Ce n’est pas la cloche qui marque le début du cours, c’est le son que produit l’amas de ses bracelets quand elle les jette sur sa paillasse. Chaque jour elle oublie de les enlever et nous le lui rappelons. Je sais qu’elle fait semblant d’oublier. Parfois, à la fin de cours, elle vient même nous montrer ses nouvelles créations, comme pour nous narguer. Qu’est-ce qu’elle a fait, la dernière fois ? Un bracelet en cuir avec un éléphant en turquoise ?
Un bracelet en cuir avec un éléphant en turquoise. Elle l’a taillé elle-même.

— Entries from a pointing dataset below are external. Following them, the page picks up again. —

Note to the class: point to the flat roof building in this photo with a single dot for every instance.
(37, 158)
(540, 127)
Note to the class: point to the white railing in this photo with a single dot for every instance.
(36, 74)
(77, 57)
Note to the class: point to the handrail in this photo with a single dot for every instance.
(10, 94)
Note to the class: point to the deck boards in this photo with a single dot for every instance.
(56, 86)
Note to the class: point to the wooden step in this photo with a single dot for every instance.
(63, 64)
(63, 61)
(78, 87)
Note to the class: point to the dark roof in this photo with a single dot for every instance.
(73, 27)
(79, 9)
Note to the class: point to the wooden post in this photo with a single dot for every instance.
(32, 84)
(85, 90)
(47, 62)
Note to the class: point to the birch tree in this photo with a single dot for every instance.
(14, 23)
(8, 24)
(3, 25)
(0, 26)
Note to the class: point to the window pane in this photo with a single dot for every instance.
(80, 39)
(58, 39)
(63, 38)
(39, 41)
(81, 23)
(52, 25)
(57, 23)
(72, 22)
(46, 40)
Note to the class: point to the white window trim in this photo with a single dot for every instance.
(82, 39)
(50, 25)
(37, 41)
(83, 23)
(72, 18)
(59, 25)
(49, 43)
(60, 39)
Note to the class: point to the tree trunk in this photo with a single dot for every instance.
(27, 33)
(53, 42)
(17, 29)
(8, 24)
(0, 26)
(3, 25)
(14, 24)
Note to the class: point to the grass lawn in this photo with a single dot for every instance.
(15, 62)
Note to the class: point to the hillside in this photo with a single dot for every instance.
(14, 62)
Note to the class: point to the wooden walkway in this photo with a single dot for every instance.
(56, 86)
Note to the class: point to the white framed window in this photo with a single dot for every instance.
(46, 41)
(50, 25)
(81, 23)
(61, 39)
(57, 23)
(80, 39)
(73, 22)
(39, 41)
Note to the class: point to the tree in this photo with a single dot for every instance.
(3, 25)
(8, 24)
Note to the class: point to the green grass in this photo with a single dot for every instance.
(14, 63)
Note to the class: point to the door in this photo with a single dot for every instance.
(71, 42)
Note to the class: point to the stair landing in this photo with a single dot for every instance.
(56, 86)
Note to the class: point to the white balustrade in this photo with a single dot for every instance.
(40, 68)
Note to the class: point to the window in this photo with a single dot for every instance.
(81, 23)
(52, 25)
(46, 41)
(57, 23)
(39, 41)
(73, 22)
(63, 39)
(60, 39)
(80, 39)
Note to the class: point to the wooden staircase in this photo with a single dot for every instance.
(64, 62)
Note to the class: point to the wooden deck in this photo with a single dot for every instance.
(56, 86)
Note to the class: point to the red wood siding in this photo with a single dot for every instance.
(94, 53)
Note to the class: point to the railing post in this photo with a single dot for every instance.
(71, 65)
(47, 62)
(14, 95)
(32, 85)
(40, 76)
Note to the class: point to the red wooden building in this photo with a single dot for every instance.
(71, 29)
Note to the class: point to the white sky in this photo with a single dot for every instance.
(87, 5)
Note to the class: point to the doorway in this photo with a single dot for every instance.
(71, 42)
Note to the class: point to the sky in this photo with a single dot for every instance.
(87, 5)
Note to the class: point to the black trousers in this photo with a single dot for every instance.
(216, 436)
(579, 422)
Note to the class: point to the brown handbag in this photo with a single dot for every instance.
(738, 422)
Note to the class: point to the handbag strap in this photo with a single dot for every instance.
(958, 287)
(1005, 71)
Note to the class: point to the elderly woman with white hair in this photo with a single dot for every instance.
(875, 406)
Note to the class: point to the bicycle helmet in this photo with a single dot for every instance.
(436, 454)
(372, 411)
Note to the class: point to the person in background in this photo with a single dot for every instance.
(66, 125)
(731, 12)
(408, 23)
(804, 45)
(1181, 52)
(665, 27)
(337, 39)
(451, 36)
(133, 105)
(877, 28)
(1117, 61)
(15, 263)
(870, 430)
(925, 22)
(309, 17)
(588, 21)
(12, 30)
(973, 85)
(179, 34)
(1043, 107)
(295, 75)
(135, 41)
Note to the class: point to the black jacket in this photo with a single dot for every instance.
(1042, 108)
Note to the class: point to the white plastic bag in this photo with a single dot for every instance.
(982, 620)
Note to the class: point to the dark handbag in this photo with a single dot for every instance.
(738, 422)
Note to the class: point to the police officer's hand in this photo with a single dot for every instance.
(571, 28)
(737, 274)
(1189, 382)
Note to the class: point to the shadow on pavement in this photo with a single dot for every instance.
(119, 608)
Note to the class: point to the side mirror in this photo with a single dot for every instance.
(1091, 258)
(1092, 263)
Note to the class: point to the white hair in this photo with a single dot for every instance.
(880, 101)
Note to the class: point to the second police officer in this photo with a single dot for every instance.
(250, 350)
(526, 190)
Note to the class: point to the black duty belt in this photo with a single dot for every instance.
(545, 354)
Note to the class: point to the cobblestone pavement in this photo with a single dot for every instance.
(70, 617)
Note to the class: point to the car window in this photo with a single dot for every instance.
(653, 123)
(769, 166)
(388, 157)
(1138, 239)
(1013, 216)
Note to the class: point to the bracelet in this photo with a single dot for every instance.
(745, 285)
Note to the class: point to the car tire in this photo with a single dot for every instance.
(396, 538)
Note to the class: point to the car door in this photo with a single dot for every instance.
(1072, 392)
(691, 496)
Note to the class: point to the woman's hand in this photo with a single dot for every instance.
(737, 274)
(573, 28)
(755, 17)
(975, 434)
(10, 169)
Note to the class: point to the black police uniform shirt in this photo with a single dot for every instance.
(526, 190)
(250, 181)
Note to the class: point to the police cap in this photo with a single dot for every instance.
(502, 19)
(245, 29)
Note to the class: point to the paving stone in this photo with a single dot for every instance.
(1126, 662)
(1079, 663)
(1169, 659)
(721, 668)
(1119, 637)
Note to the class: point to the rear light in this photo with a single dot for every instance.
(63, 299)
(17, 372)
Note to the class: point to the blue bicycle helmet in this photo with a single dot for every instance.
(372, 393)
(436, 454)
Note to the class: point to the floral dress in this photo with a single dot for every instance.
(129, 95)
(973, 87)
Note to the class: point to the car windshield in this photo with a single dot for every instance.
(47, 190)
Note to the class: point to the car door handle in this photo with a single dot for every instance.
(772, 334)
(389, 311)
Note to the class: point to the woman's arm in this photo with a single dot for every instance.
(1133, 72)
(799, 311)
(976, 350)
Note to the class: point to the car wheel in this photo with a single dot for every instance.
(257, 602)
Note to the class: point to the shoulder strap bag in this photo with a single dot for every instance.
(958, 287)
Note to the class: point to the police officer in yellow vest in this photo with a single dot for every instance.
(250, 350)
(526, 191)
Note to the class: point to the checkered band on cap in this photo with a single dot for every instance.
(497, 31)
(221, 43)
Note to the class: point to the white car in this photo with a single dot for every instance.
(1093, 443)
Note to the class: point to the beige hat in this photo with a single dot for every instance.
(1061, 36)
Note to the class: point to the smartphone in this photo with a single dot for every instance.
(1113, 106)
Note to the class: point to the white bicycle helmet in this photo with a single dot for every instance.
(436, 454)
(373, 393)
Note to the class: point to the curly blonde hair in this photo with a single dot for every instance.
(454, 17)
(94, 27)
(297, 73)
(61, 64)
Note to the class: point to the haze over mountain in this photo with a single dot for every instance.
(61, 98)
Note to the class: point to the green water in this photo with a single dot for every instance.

Elle l’a taillé elle-même et elle en est très fière… Hier encore elle nous a dit “à demain” en quittant le laboratoire. Aujourd’hui, c’est “demain”, non ? Si elle ne comptait jamais revenir, elle n’aurait rien dit. Elle semblait heureuse. Je me rappelle même l’avoir vu sourire. Cela n’a aucun sens. Non. Cela n’a aucun sens.
Que lui avons-nous répondu quand elle nous a dit au revoir ? Je ne m’en souviens plus. Nous ne lui avons rien dit ?
Nous ne lui avons rien dit.
Nous ne lui avons rien dit…
“Professeur Rogue ? Est-ce que vous m’entendez ?” Je déteste le regard qu’il m’addresse. Il me glace. Il me dévisage de cet air grave qu’il ne garde normalement que pour les grandes calamités -l’effondrement d’une partie de la tour ouest du château il y a dix ans de ça et les glissements de terrains survenus l’été dernier en sont de bons exemples- et je commence à penser qu’il ne s’agit peut-être pas d’une farce ridicule. Pour autant je ne sais pas comment réagir. Mes tempes commencent à bourdonner.
“Professeur Rogue ?”
“Sauf votre respect, M. le directeur, je pense que vous déraillez.”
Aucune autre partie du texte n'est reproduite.